The report presents several concrete findings, such as the fact that men account for two-thirds of the world's paid workers, and that working women receive 24 per cent less than their male counterparts.

It concludes that to date human progress has been uneven, with significant human potential unused, misused and abused.

It says more than 200 million people with 74 million young people are out of work and that more than 800 million working poor are living on less than $2 a day.

"What about the opportunities for young people? Because there is a huge job deficit with youth, globally," Clark told RFI. "What about the position of women? If women have more access and equal opportunity in the world of paid work, wouldn't that enhance their wellbeing and also lift entire economies and societies?

"What will it take to achieve more sustainable development? And now of course we have to implement this ambitious new climate agreement that has come out of Paris. This will be disruptive to some traditional jobs [...] But there will be new opportunities to come out of this."

The International Federation of Human Rights (FIDH) based in Paris has been working to ensure that as many African countries do business with China, leaders recall that business is only good business when it enhances and protects people's lives.

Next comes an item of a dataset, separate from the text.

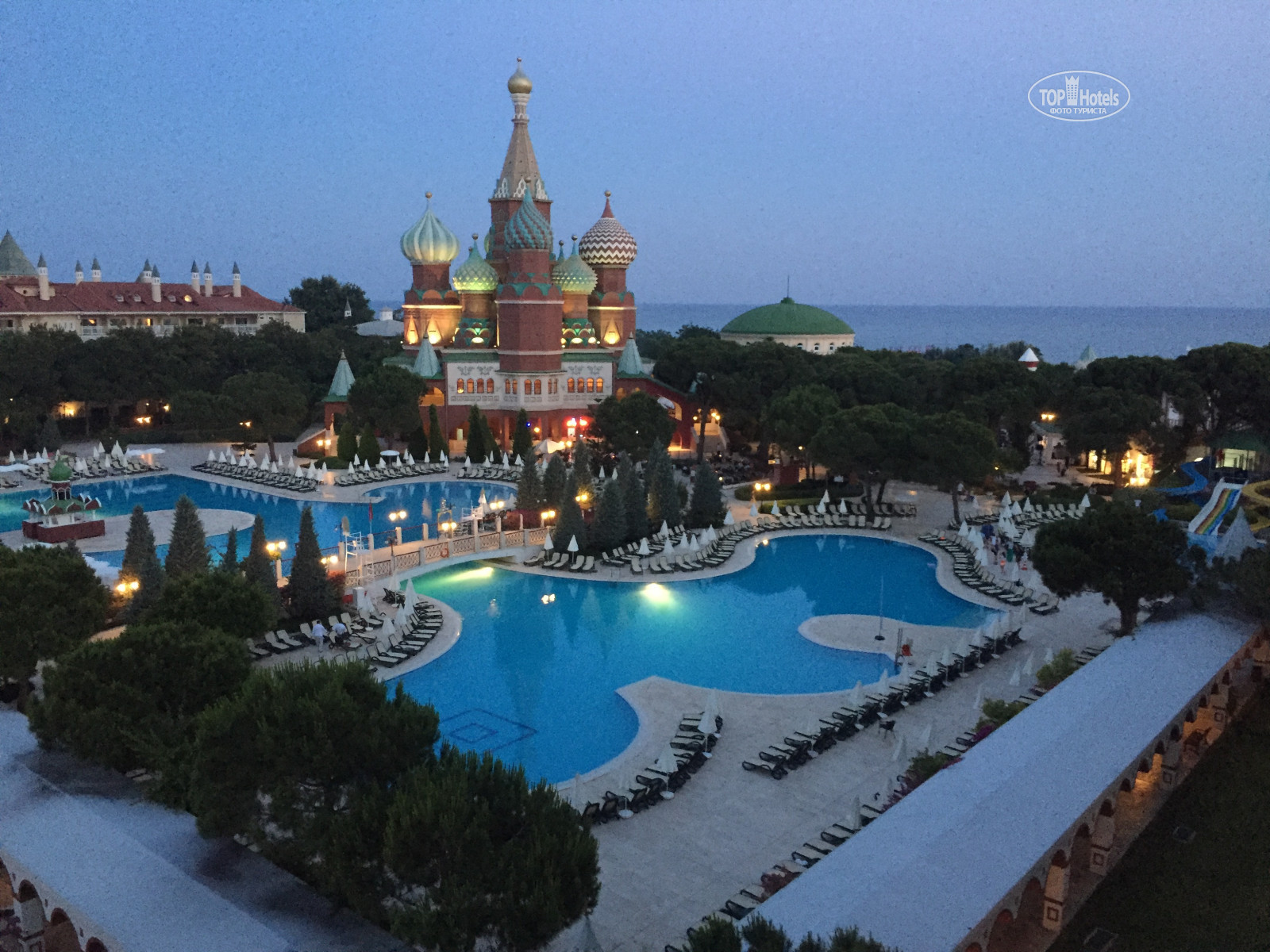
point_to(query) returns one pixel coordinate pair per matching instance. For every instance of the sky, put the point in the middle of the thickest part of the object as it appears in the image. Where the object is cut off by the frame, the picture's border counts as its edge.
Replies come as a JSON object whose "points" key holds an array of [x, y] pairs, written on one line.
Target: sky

"The right to work and also to be protected as a worker is fundamental for the development of acountry, and especially for countries in Africa," FIDH Africa Director Florent Geel told RFI. "Regarding the incredible progress and results in terms of African economies over the last decade, now the main challenge facing Africa is to legalise this work and to give some protections to workers. Of course this will have consewuences in terms of democracy, governance and the stability of the continent."

According to the UNDP report, about 1.5 billion people are working in jobs with inadequate protections, security and safety.

Clark said when asked by someone in Ethiopia about whether the idea of cheap labour wasn't a comparative advantage in low-income countries, she made the point that there was a difference between cheap labour and exploitation, with exploitation never to be tolerated.

The full report runs hundreds of pages long and can be found on the UNDP's website.